“Pandora is the new Internet.”
“Pandoras ads have been the hottest revenue generator in the Internet business.”
“It’s going to be a $10-billion company,” said David C. Karp, chairman of Karp & Schmitz and co-founder of Internet research firm Strategy Analytics.
“I don’t think the Internet is the Internet anymore.”
Pandora, which started in 2004, has since generated $25 billion in annual revenue, according to its founders, former Google CEO Eric Schmidt and longtime chairman Larry Page.
That’s more than twice what Google Inc. makes in a year.
Google, the world’s largest search engine, has invested billions in its own advertising businesses to reach its customers and is expanding its advertising reach to include more mobile devices.
The company is building a new $50 billion advertising business, which is expected to be completed by the end of 2020, and is set to launch a new social network, according forgoes the traditional ads that have dominated the Internet for more than a decade.
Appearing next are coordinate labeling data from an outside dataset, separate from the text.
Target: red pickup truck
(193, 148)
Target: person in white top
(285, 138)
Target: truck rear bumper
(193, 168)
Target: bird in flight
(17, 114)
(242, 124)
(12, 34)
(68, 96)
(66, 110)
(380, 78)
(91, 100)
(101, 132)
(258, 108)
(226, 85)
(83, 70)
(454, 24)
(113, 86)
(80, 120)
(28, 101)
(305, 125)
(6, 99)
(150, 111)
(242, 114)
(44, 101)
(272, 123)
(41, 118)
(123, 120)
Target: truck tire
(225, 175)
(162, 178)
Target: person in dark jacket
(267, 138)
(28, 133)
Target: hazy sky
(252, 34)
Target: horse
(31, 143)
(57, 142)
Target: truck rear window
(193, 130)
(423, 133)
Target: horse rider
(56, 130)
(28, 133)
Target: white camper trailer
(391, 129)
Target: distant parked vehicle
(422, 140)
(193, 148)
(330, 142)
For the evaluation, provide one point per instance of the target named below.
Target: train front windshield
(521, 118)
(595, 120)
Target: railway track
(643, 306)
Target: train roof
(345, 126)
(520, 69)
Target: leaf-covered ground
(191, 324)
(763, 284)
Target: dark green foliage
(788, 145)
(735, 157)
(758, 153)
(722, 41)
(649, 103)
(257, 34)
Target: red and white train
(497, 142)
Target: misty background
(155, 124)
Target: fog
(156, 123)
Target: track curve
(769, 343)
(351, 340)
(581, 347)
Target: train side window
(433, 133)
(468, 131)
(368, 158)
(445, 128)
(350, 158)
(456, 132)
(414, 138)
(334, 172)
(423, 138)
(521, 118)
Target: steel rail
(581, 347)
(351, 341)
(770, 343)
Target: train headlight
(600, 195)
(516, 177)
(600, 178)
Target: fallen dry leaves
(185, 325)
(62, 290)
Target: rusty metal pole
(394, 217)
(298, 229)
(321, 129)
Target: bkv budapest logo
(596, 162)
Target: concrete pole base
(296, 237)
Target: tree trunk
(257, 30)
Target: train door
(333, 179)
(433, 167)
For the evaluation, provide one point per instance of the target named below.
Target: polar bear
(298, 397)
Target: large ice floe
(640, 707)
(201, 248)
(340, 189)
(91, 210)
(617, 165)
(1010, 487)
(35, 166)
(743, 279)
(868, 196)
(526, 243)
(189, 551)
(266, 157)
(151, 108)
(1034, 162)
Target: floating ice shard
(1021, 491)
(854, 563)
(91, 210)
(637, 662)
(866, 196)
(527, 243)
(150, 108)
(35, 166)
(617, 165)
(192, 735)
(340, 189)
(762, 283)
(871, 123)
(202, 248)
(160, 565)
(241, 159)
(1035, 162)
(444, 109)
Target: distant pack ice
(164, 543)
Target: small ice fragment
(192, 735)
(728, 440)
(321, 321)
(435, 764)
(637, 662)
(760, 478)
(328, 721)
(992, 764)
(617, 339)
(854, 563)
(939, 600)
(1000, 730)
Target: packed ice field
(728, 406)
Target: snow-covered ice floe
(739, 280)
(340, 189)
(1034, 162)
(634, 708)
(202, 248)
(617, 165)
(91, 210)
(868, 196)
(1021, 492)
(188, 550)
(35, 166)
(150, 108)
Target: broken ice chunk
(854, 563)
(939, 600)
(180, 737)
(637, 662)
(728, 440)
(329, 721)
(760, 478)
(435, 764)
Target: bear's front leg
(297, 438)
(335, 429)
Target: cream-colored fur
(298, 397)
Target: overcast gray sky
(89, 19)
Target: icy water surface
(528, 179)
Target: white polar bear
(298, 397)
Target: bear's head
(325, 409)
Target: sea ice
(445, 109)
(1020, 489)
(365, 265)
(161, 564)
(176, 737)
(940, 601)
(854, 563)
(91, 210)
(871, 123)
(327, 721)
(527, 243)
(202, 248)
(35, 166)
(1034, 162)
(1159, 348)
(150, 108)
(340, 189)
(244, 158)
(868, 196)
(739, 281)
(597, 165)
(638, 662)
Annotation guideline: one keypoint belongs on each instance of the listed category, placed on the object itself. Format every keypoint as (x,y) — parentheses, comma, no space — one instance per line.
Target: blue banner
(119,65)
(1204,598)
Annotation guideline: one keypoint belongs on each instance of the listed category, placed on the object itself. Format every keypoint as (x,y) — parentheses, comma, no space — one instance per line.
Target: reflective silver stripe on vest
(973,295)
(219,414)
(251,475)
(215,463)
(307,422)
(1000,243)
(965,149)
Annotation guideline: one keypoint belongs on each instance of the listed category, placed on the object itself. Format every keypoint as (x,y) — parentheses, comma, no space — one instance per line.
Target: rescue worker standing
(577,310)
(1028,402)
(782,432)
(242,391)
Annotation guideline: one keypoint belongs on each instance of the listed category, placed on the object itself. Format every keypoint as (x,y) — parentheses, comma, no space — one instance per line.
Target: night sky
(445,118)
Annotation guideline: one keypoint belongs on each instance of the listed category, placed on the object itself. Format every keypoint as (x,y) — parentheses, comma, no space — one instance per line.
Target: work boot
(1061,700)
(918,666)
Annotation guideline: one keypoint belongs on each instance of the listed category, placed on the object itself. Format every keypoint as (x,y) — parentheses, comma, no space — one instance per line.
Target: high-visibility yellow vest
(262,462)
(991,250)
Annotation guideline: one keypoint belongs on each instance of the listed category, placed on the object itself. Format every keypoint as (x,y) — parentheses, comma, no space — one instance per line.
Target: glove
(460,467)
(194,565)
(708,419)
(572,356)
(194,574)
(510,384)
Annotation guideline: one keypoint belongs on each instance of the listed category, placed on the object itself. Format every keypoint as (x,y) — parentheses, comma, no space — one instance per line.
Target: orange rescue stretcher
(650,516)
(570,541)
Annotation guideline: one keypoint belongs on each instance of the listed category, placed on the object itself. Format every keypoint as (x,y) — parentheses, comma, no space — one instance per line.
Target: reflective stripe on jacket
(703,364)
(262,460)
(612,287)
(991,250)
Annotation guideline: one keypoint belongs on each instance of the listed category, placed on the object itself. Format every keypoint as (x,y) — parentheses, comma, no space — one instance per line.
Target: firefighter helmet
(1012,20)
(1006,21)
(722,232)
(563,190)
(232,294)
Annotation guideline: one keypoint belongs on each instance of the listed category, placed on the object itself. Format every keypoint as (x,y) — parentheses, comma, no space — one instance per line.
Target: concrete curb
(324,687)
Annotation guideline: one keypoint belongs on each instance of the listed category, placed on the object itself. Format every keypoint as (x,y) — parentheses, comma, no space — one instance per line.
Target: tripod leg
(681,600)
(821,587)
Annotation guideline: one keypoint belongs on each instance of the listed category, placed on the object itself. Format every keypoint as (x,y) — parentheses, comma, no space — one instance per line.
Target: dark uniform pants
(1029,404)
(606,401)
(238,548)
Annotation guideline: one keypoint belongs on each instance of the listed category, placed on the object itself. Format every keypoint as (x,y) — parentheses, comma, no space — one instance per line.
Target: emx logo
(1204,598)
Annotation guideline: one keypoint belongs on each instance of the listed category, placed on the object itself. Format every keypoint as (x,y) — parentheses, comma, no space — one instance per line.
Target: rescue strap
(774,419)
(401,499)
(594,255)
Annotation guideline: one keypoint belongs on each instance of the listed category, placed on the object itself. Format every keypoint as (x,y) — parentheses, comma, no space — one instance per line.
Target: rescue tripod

Pandora’s ads are not paid for with traditional ads, but instead with data from social media and other platforms, which can be used to target advertising at users.
“I think it’s a great business model and I think it will be a great company,” Schmidt told a conference call on Wednesday.
“And I think you’ll see that the way it’s going, it will take us off the Internet.
It will take the Internet off the charts,” he said.
“And I’m optimistic about that.”
The Internet has been a dominant force in business since its inception.
The Internet is now a $1 trillion business, with $3.6 trillion in revenue and more than 200 million users.
But Google, the Internet’s biggest user, has faced significant challenges in the past year.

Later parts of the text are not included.